Adventures with D.W. Griffith

This book is so unique, it’s more than an autobiography, and it’s more than a memoir. Adventures with D.W. Griffith, by Karl Brown, (1973), is an eyewitness account and compelling commentary of the early days of Griffith’s California, independent studio. (This was after he left Biograph Studios, located on the East Coast.)

Karl Brown started out as an apprentice assistant to the great Billy Bitzer, Griffith’s right hand (camera) man. Brown was barely sixteen years old and an amateur photography enthusiast when he lucked into a beginning “go-pher” position for Mr. Bitzer in 1914. Brown prospered artistically and financially as he learned at the feet of the masters. He stayed with Griffith for four years before he was enticed at the age of twenty to join the Paramount Studio ranks as James Cruze’s favorite cinematographer. (They made the ground breaking film, The Covered Wagon (Paramount, 1923), among many other projects.)

Brown participated in many short productions at the Griffith Studio, but the most telling and exciting descriptions are about his participation in the making of Birth of a Nation (1914), and Intolerance (1916). In his years with Griffith, Brown grew as a valued artist and as a very perceptive human being. His descriptions of production methods, and the people who made it happen, are refreshingly candid.

Karl Brown’s focus on the facts, as he perceived them, illuminates a different angle than most personal memoirs on the movie making industry. Brown helps the reader to understand the techniques involved to create a compelling, visual narrative such as Griffith envisioned. We usually read about the artists in front of the camera. After all, their lingering images transport our imagination, but the teamwork, creative output and sheer muscle and stamina to bring it all together is vividly illustrated by Mr. Brown

Karl Brown retired from the movie industry after working as an accomplished cameraman and sometime director for fifty years. (Stark Love {Paramount 1927}, is a compelling film that Brown directed and was thought to be lost until it was discovered in Czechoslovakia a few short years ago.) Happily living in obscurity, he was tracked down by the gifted and tenacious author Kevin Brownlow. The treasure trove of memories told through the skill of Karl Brown’s narration takes the reader back to a place in time that he brings alive again.

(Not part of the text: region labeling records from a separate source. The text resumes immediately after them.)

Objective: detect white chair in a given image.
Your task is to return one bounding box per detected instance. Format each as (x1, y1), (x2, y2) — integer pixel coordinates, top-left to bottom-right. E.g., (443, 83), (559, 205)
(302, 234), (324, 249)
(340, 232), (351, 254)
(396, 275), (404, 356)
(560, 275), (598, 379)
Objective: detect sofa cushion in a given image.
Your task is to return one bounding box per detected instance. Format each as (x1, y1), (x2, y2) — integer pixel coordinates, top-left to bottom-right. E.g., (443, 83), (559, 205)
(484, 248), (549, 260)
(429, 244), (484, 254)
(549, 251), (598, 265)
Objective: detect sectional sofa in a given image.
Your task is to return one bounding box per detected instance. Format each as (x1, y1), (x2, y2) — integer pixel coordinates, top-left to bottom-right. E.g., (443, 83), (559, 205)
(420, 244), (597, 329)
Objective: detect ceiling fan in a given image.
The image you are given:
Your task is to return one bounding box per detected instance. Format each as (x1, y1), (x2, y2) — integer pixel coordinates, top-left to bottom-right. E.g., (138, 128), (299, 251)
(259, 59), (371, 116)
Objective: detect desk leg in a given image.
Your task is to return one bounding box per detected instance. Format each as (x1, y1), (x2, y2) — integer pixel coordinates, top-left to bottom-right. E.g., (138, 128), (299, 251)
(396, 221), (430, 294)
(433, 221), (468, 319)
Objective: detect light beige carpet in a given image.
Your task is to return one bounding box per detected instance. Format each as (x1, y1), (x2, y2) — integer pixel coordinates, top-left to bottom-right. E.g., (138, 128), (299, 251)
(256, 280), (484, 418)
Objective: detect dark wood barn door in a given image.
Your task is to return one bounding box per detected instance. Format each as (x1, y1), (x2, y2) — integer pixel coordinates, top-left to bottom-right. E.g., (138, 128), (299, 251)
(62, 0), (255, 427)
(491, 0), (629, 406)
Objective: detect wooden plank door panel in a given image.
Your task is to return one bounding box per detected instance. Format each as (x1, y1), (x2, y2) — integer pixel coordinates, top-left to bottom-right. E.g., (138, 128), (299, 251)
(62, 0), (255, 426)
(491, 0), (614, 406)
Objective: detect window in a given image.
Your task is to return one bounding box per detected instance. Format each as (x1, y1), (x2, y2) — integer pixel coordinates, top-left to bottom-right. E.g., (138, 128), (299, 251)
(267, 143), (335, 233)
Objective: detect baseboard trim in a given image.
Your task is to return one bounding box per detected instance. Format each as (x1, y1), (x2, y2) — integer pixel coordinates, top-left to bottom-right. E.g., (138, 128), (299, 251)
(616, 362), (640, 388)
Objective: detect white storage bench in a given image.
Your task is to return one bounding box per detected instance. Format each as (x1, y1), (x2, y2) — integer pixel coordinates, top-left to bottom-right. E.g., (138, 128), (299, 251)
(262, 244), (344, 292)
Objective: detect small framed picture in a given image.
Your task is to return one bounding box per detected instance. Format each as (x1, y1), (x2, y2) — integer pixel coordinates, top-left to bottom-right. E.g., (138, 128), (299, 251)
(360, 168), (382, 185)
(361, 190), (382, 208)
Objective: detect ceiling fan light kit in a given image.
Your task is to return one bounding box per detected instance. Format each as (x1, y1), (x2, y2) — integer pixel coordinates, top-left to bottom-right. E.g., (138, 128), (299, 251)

Also included in this wonderful book is an equally impressive forward by the well respected film preservationist, Kevin Brownlow. It was Mr. Brownlow’s efforts and deep drive to find Karl Brown and get his story for posterity that makes this book a treasure for any fan of the silent genre. Thank you Mr. Brownlow.

Before Karl Brown died, at the age of ninety three in 1990, he alluded that a second volume of his life covering his Paramount Studio years would be forthcoming. However, it is rumored a finished, second manuscript exists. There is no doubt that his first volume leaves the reader craving more – much more.